Developing the Social Science of Malaria Control for Areas of High Transmission

barry photo burkina

Developing the Social Science of Malaria Control for Areas of High Transmission’ is a collaboration between the Institute for Science, Innovation and Society (InSIS) and the Institut de Recherche en Sciences de la Santé (IRSS - Bobo-Dioulasso) in Burkina Faso, supported by an AfOx Research Development award.

Over the past two decades, many countries in sub-Saharan Africa have achieved significant reductions in the mortality and morbidity associated with malaria, primarily as a result of improvements in their national health systems, and the wider availability of diagnostics, pharmaceutical treatments, and insecticide-treated bed nets.

Recently, however, this positive trend has been interrupted, and in some cases reversed.

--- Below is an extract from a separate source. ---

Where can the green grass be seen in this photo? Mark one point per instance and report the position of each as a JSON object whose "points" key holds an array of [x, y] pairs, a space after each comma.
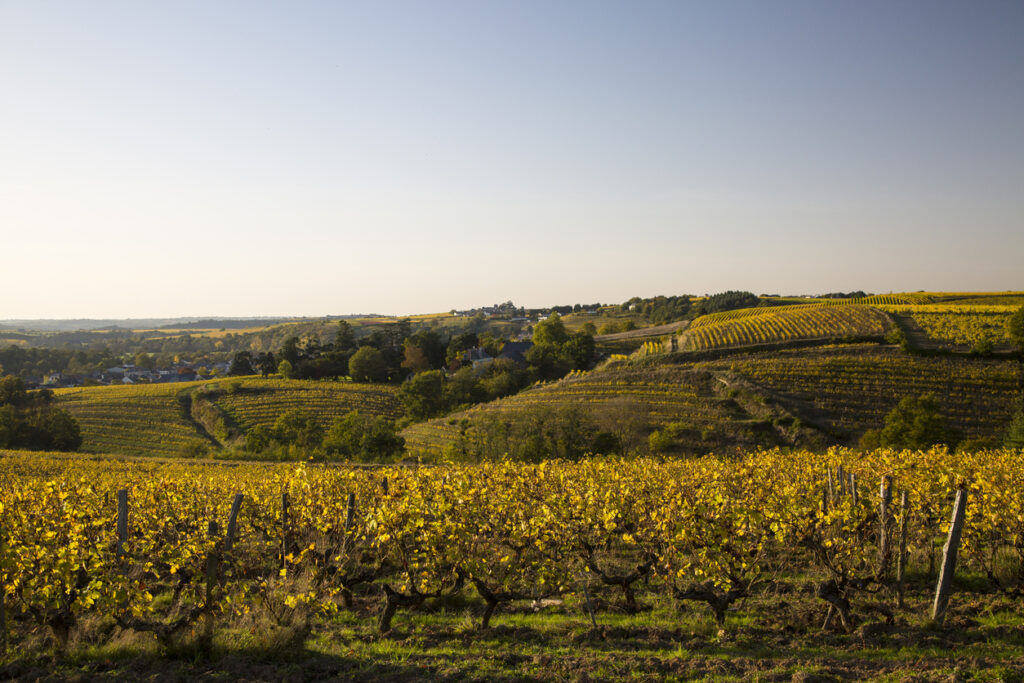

The reasons are complex and context-specific, but they include genetic and behavioural changes in the mosquito vector (leading to growing tolerance of insecticides, for example, or greater predisposition to biting outdoors or in the day-time) and a host of social, political and environmental factors that limit the effectiveness of traditional malaria control tools. These changes include human migration and displacement, landscape modifications associated with agriculture and mineral extraction, or civil unrest.

Tackling malaria in areas of high or recalcitrant transmission requires novel interventions, often targeting highly specific socio-ecological contexts, and robust participation by local communities and key stakeholders.

Social scientists have played a significant role in the design and evaluation of malaria control interventions in the past. They carried out critical research for the development of bed net distribution programmes, explored public perceptions of malaria diagnosis and treatment, or identified patterns of individual and collective action associated with greater exposure to mosquito bites.

This new AfOx Research Development project seeks to add to this repertoire of social science research strategies. The work will focus on three areas of social science innovation: 1) malaria transmission in artisanal mining areas; 2) processes of public participation adapted to the evaluation of modified malaria mosquito vectors; and 3) governance mechanisms to strengthen the assessment of malaria control options by national malaria control programmes.